Submitted to: Journal of Economic Entomology
Publication Type: Peer Reviewed Journal
Publication Acceptance Date: December 5, 2004
Publication Date: April 1, 2005
Citation: Arbogast, R.T., Chini, S.R. 2005. Plodia interpunctella (Lepidoptera: Phralidae): spatial relationship between trap catch and distance from a source of emerging adults. Journal of Economic Entomology. 98(2):326-333. Interpretive Summary: Insect pests are a perennial problem in buildings, such as rice, flour and feed mills, warehouses, and retail stores, where they damage and contaminate susceptible commodities such as food products and animal feed. Pest management in these situations has relied heavily on chemical insecticides and fumigants, such as methyl bromide. With increasing emphasis being placed on integrated pest management to minimize pesticide risk, regular monitoring to detect and locate infestation has assumed greater importance. ARS scientists at the Center for Medical, Agricultural and Veterinary Entomology in Gainesville, Florida, have developed a new monitoring method that uses a combination of trapping and spatial analysis of trap catch by contour mapping. The value of the method lies in its ability to locate as well as detect infestation and in the utility of contour maps for documentation and communication. The maps provide graphic, easily understood evidence of insect infestation and the effectiveness of control measures. They are thus of considerable value in communicating insect problems among managers and maintenance, sanitation, and pest control personnel.
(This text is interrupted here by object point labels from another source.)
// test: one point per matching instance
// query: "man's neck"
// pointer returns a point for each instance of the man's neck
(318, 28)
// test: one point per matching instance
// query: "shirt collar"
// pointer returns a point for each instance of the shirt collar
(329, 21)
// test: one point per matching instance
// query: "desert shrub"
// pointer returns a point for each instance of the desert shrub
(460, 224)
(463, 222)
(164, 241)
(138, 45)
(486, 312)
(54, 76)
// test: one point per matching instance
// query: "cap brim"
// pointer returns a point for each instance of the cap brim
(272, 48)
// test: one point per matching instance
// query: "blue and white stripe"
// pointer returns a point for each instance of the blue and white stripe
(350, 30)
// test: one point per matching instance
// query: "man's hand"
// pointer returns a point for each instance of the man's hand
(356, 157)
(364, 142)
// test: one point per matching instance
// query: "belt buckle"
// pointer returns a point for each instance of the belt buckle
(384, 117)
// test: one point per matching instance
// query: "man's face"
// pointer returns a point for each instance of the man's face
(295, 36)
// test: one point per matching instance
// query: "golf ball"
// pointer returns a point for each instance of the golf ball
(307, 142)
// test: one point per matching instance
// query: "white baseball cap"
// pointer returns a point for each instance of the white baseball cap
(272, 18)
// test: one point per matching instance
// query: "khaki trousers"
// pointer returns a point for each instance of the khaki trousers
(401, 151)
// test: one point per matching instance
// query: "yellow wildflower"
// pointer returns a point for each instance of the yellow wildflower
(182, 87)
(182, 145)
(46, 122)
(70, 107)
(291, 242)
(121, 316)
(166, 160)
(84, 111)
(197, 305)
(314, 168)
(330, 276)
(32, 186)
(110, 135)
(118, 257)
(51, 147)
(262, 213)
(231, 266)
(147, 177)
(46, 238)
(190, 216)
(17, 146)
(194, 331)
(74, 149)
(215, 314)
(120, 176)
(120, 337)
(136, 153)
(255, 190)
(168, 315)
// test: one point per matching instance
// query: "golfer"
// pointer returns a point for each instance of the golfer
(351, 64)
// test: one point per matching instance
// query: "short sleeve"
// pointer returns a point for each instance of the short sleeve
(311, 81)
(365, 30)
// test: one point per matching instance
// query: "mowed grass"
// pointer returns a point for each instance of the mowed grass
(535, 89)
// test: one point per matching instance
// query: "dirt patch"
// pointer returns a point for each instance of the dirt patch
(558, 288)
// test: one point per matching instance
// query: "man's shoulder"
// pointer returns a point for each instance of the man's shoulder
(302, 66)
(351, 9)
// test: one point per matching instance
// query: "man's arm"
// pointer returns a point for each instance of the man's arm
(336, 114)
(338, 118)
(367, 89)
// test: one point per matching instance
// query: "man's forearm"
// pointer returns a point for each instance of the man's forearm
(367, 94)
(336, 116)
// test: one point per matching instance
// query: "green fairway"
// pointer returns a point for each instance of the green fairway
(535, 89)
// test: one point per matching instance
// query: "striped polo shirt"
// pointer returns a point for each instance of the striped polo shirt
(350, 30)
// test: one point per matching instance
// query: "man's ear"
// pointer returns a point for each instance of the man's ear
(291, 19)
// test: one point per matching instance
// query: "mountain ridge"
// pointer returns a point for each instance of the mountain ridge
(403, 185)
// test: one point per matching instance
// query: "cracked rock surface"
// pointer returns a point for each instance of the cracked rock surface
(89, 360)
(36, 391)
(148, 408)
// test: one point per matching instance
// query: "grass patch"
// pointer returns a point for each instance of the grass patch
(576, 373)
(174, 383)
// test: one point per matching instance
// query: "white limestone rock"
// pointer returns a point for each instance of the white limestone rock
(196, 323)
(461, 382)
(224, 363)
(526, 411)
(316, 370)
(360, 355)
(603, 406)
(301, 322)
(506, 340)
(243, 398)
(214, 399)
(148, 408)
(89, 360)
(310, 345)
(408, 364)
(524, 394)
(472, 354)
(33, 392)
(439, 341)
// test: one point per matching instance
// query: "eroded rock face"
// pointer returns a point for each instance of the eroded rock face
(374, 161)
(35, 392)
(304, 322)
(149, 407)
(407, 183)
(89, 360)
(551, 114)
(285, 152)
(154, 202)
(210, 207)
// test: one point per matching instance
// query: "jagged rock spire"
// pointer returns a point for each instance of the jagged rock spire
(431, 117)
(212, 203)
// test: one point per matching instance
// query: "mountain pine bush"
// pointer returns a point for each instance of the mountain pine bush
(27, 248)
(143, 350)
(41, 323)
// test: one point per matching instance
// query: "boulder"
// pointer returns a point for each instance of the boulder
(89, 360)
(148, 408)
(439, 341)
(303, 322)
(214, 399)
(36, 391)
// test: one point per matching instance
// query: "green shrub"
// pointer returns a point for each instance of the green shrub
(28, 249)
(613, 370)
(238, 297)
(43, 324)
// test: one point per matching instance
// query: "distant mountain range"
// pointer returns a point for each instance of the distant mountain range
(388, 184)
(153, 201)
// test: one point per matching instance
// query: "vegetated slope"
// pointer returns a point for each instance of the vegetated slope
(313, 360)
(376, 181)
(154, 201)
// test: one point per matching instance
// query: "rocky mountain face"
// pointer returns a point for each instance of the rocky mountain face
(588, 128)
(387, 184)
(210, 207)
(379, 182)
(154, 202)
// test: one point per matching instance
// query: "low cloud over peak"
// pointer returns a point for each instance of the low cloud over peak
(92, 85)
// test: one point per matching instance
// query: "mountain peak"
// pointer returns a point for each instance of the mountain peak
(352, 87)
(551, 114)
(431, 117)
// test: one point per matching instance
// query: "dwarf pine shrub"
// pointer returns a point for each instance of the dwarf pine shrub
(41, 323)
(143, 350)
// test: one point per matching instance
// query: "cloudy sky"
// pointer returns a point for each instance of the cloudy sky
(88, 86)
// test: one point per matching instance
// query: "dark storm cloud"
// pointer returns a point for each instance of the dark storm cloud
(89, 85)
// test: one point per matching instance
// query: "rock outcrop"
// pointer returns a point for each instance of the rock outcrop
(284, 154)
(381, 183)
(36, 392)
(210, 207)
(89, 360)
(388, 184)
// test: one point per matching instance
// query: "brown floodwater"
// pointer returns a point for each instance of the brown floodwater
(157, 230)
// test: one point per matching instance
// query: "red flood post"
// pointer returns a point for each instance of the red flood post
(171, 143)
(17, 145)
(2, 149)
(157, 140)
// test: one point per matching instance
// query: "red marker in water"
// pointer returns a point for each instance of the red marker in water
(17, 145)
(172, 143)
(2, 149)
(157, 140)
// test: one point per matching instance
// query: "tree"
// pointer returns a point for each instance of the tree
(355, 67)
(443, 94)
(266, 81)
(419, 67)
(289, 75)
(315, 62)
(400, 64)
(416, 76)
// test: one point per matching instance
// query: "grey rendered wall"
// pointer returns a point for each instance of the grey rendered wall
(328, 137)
The method will help reduce pesticide risk by guiding the timing and targeting of control applications, eliminating the need for routine preventive treatment, reducing the area treated with insecticides, and aiding in the application of nonchemical methods. The method has already gained some acceptance by the pest control and food processing industry, and acceptance is expected to expand
Technical Abstract: The Indian meal moth, Plodia interpunctella (Hübner), was selected as a representative stored-product moth to test the validity of contour mapping of trap catch for pest monitoring in warehouses and retail stores. Three experiments, each replicated 5 times, were conducted in a 3.2 x 9.0-m aluminum shed. Each experiment involved placing pupae at a single release point and recording the numbers of emerging adult males captured after 24, 48, and 72 h in each of 4 pheromone-baited sticky traps attached to the walls of the shed, about 1.2 m above the floor. The experiments differed only with respect to the point of release. Consecutive contour maps of trap catch tracked the dispersal of emerging males from each point. As the moths dispersed and total trap catch increased, cumulative trap catch remained highest near the release points. The rate of capture increased during the first 24 h as moths began to emerge from the pupae, and then became nearly constant. The cumulative numbers captured by any trap after 24, 48, and 72 h decreased linearly with distance from the point of release. The observed spatial patterns of trap catch relative to sources of infestation and the inverse relationship of trap catch to distance from a source support the validity of contour mapping as a means of monitoring stored-product moths and locating foci of infestation.